Я проснулся и сладко потянулся. В окно сквозь полупрозрачные тюлевые занавески упорно пробивался бело-золотистый летний рассвет – все три окна моей «линейки»1 смотрят на восток, благодаря чему я, будучи по биологическим ритмам типичной совой, летом чудесным образом перевоплощаюсь в жаворонка, просыпаясь до звонка будильника. Но даже тогда не отказываю себе в удовольствии поваляться до «часа X». А уж если, как сегодня, никуда не спешу – без всякой задней мысли проторчу в постели часов этак до одиннадцати.

Нет, у меня не выходной, просто вчера меня выгнали с работы. Искать следующую, конечно же, буду. Когда пройдут мои синяки и кровоподтёки – «подарки» от бывших коллег, которых я якобы подставил и лишил зарплаты. На самом же деле подставил не я, а меня. Вместе с коллегами. Кто – сейчас узнаете.

Я снова зарылся побитой физиономией в подушку. Но подремать мне было не суждено. Раздался звонок.

Я вздрогнул – со вчерашнего дня, сиречь после неприятного разговора с бывшим боссом мне, с одной стороны, не хотелось бы воспринимать всерьёз его угрозы. С другой – в суд мог подать не только он, но и разочарованный результатами нашей работы заказчик. Да и повторения ещё более неприятной беседы с коллегами, пусть и настолько же бывшими, у меня имелись ненулевые основания опасаться. С изрядной долей неохоты приняв вертикальное положение, я доковылял до входной двери и отодвинул шторку глазка.

За дверью стояла тётя Эмма, моя крёстная. Одна из немногих людей, кому я доверяю на все сто и могу открыть в любое время дня и ночи. Впрочем, добрая пожилая женщина всегда ревностно заботится о моём крепком и здоровом сне и посреди ночи не разбудила ни разу, хотя нередко грозилась, требуя выучить что-то важное:

– Это затверди, чтобы я тебя посреди ночи разбудила и спросила – и ты бы всё отчеканил. А главное – осмысли. Тупая зубрёжка ничего не даст.

Безусловно, тётя Эмма была права. Права она была и вчера – увидев, в каком состоянии моя мордашка, насела на меня и, узнав о моих злоключениях на работе, без лишних слов взяла меня за руку и буквально силком отволокла в расположенный неподалёку травмпункт – снять побои.

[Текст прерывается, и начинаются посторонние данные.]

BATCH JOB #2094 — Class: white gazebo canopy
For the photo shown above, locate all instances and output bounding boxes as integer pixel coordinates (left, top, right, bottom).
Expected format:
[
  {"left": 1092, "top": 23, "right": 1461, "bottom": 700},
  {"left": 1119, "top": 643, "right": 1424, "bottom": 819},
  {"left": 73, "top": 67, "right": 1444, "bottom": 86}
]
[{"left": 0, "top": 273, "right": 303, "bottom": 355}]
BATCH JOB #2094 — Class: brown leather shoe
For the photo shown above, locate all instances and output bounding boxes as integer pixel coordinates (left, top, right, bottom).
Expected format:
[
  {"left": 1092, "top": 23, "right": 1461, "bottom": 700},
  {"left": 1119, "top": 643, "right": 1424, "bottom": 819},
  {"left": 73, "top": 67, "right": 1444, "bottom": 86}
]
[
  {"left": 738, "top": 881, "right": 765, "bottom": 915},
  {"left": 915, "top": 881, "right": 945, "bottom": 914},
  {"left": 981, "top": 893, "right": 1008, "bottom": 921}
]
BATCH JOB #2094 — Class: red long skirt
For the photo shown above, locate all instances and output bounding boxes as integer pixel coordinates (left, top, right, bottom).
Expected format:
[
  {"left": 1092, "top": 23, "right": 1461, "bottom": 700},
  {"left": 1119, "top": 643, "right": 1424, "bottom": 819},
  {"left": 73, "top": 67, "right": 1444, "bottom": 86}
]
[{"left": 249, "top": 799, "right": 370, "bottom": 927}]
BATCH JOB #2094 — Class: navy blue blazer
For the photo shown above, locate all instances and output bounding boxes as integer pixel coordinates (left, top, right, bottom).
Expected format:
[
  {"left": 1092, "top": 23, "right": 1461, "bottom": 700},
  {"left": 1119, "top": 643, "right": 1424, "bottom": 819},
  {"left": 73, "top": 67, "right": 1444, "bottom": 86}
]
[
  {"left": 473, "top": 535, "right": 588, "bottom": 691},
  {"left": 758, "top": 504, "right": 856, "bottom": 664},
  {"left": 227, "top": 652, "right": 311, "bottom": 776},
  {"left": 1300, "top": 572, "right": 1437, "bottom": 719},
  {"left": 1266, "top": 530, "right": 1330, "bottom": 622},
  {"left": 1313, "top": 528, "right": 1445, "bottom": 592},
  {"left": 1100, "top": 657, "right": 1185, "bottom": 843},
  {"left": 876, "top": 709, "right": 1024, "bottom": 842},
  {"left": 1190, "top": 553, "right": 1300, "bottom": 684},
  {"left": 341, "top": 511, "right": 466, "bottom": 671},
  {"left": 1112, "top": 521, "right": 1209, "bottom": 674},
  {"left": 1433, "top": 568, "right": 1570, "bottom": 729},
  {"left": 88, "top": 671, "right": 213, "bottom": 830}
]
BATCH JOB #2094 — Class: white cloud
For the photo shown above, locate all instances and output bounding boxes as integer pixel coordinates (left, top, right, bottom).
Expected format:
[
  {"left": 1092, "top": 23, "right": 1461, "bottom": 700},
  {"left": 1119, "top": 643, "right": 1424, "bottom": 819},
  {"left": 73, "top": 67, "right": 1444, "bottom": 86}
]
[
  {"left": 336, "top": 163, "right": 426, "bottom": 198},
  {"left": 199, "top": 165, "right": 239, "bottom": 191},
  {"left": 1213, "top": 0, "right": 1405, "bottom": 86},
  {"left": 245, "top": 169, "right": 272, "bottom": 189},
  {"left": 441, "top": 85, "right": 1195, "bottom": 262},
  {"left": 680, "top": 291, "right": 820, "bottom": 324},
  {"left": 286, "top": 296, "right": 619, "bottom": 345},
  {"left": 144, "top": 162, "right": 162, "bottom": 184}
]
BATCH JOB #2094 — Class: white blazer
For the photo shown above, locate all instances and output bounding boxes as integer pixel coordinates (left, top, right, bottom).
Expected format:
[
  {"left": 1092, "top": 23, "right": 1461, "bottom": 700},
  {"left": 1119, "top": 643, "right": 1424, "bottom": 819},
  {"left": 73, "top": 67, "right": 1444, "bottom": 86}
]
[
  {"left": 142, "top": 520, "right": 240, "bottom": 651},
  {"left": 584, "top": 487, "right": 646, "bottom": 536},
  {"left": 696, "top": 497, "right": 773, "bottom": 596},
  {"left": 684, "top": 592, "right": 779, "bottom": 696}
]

Сегодня, с утра пораньше, крёстная явилась снова, исполненная решимости вести меня в милицию – составлять заявление. Не исключено, что опять за руку.

– Ты готов?

– Ммм, не слишком. Не умылся, кофею не выпил…

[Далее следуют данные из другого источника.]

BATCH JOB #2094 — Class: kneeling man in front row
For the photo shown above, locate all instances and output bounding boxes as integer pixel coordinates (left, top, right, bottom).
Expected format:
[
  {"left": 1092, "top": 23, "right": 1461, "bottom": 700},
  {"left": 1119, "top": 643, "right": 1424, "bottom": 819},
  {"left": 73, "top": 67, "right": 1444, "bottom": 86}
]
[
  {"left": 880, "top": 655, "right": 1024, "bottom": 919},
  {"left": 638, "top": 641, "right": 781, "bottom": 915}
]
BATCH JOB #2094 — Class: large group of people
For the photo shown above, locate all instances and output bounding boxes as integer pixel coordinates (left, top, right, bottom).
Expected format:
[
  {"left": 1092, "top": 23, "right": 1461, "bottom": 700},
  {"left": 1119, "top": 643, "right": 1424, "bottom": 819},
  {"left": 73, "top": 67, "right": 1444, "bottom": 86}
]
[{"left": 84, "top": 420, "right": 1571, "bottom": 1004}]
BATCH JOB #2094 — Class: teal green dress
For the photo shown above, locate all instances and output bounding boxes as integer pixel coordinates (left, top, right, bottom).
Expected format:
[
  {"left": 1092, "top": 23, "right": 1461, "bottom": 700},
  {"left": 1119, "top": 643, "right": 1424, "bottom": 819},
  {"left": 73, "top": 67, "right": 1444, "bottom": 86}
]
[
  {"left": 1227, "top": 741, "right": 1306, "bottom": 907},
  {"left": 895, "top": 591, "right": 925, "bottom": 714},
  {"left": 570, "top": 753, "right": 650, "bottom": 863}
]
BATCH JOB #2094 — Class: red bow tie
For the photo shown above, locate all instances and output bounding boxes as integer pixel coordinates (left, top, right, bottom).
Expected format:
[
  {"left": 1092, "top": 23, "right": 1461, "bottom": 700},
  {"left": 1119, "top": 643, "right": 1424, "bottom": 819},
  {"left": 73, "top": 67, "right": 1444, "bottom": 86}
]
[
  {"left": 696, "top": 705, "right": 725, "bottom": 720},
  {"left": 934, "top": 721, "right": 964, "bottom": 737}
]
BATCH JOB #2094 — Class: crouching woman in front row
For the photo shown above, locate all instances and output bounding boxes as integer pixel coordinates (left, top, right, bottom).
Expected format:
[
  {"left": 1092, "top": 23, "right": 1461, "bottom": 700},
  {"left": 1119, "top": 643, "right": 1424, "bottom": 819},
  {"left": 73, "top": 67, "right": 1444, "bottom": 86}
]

– Никакого кофея. Собирайся в темпе. Как, говоришь, фамилия этого троглодита?

– Гнилович. Глеб Юрьевич.

– Во-от! Фамилия говорит сама за себя. Ну посуди сам – вчера он подвёл под фанфары тебя, а завтра возьмёт на твоё место другого человека и так же надует и поставит под удар. Кстати, он знал, что у тебя нет родителей?

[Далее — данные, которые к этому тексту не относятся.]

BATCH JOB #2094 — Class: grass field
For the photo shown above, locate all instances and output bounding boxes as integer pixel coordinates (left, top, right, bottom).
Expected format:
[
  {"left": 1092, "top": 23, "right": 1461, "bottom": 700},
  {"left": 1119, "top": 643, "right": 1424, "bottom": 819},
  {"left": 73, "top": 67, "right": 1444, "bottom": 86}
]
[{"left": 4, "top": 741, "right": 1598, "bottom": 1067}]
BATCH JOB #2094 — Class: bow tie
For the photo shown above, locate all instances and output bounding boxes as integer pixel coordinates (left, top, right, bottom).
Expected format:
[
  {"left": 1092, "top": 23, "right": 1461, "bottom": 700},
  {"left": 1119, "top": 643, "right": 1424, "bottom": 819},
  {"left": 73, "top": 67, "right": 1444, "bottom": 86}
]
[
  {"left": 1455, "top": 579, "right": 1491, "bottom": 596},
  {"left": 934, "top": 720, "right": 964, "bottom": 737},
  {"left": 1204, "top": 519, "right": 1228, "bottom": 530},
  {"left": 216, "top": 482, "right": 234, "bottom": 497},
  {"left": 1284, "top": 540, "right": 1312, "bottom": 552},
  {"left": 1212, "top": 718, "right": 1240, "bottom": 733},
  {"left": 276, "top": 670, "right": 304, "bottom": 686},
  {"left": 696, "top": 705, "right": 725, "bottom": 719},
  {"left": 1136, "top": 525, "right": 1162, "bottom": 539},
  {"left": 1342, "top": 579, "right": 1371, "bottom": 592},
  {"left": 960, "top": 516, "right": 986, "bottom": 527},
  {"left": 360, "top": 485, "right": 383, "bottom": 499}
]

– Знал. И когда привёл меня в бригаду – просил не обижать. Сказал, что у меня ни отца, ни матери…

– И почему, по-твоему, он так сказал? Да специально, дабы настроить всех против тебя, выставить кем-то вроде любимчика или протеже. Слышал про «эффект Стрейзанд»2?

Каша, варившаяся в моей голове со вчерашнего дня, наконец-то начала становиться съедобной. Я слушал, разинув рот, куда упомянутая каша просилась, по моим ощущениям, излишне настойчиво.

– А вчера не заплатил всей бригаде, – завершил я мысль.

– Ах он говно такое! Всё ясно, этот подонок решил, что никто и разбираться не будет и заступиться за тебя некому.

– Полагаю, что именно так он и решил. Не думаю, что он верит в Бога.

– Я тоже не думаю. Я знаю, что не верит. Но он с тем же успехом может не верить в существование электрического тока. Пока не сунет пальцы в розетку.

– Уже сунул. Я зашёл к нему в кабинет, а он коньяк хлещет. А через полчаса за руль сел.

– Та-ак, и что с ним? – оживилась тётя Эмма. – Разбился?

– Нет, его ГАИ остановила. Я проезжал мимо, видел, как его «упаковывали».

– И это ему всего лишь за пьяное вождение. Но он получит за всё, не беспокойся. На каждое действие найдётся не менее решительное противодействие!

– Полностью согласен с вами!

Я поплёлся в ванную.


Извините, чуть не забыл персонифицировать свою скромную личность. Меня зовут Лев, мне восемнадцать лет. Живу в Вознесенске – уютном компактном городе, что расположен в одном из живописных районов Поволжья.

Родиться, однако, мне довелось на юге Украины – родители, окончив вузы в Волгограде и Ивано-Франковске, получили распределение в Мелитополь. Там же они и познакомились.

Прекрасная семья, где все друг друга любили, головокружительные перспективы… Но по прошествии полугода после моего появления на свет произошло непоправимое – наши мать и отец трагически погибли. Меня и сестру Аллу, которой через месяц стукнуло шесть лет, забрала бабушка.

Невзирая на многочисленные трудности и тревоги, коих у бабули имелось в избытке ещё до трагедии, она любила нас без памяти и сделала всё, чтобы мы не отправились в детдом, поэтому не побоялась взять на себя ответственность растить и воспитывать нас. Мы с Аллой с раннего детства понимали, как ей было трудно, и старались не доставлять лишних забот. С этой функцией превосходно справлялся, регулярно отравляя нам жизнь, наш родной дядя, сын бабушки, брат отца.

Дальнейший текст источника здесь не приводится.